At the hospital, they discharge you when they’re done.  At the jail, they don’t release females past 10 pm.  So if you get arrested for something like public intoxication and you sober up, you would generally get released.  But they’ll keep you if you’re a female till the next day because the incidence of rape around the jail to females being released in the middle of the night was so high. This is a consideration in transport that really shouldn't be there. If we take her to jail, at least she'll be safe through the night.


This woman didn’t need to be in jail or the hospital, but she was clearly very vulnerable, and also homeless. I do think we have a responsibility to protect vulnerable people, but we really don’t have a good way to go about it. I felt stupid taking her to the hospital and giving report to the nurse, and I felt gross about all of it after. I don’t know what the solution is, but I do know we have a problem. 










Review

This piece is powerful, necessary, and deeply unsettling. It highlights the emotional, ethical, and logistical dilemmas first responders face daily, showing the growing disconnect between public services and public needs. The lack of clear solutions makes the frustration even more palpable.


The narrator grapples with the ethical dilemmas of emergency work: Do you take someone to the hospital when you know they don’t medically need to be there? Do you take someone to jail when they haven’t really committed a crime? What happens when there’s no right answer, but doing nothing is worse? This highlights the modern collapse of institutional and social support systems.

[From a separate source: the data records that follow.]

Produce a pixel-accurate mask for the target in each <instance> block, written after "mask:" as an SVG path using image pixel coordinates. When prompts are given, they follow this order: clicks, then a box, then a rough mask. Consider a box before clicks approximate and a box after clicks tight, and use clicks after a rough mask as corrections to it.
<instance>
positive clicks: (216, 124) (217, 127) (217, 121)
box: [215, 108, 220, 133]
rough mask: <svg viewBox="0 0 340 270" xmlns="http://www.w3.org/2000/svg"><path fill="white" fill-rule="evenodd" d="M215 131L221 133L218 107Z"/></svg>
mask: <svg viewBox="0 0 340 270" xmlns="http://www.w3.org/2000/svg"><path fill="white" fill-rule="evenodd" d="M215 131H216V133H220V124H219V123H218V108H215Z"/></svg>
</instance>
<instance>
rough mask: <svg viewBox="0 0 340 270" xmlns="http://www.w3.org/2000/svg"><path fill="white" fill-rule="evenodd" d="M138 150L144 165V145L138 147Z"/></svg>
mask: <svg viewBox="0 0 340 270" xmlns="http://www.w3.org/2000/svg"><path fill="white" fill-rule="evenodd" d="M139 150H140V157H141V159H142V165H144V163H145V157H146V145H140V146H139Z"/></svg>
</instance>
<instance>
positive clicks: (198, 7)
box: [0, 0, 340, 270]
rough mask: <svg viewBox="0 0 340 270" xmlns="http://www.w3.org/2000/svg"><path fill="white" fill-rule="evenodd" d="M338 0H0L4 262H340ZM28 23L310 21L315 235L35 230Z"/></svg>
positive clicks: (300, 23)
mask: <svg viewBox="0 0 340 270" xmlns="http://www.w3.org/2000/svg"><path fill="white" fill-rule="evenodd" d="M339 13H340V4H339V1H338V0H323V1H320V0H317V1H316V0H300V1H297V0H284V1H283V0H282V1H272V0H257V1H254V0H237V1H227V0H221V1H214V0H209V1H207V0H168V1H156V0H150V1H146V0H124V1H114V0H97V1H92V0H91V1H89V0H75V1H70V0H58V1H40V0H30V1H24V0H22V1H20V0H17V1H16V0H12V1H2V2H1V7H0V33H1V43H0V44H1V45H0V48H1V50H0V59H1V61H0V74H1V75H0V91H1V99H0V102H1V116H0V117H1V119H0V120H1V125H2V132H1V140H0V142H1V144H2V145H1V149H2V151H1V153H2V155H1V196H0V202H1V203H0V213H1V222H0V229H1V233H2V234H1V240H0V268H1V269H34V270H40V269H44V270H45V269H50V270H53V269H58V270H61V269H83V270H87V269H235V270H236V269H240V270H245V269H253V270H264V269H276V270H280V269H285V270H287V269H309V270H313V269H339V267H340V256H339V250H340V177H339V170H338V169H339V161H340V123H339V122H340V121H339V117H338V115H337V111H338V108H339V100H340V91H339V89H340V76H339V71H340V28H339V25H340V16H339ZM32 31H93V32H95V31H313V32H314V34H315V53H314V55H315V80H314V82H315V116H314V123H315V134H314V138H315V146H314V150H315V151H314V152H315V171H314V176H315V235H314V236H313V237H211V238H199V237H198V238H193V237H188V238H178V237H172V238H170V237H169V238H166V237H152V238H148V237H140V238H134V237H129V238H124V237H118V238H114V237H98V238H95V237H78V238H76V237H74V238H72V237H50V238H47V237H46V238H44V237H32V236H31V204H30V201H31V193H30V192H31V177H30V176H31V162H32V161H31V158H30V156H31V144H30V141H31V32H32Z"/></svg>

The narrator communicates the psychological weight of transporting someone who technically doesn’t need to be in an ambulance, knowing that it’s not really helping them or fixing the deeper problem. The moral exhaustion of seeing hospitals roll their eyes at patients, while jails enforce policies that technically "protect" but also trap people in unnecessary incarceration is also noted.


The burnout among first responders, hospital workers, and law enforcement is inevitable when they are constantly forced to play the role of social worker, mental health counselor, babysitter, and crisis negotiator—with no real tools to create lasting solutions.


This story is an honest and unfiltered look at what happens when society forces emergency services to be the last stop for every problem, regardless of whether they are trained, willing, or even capable of fixing it. There is no satisfying resolution because the system itself is broken.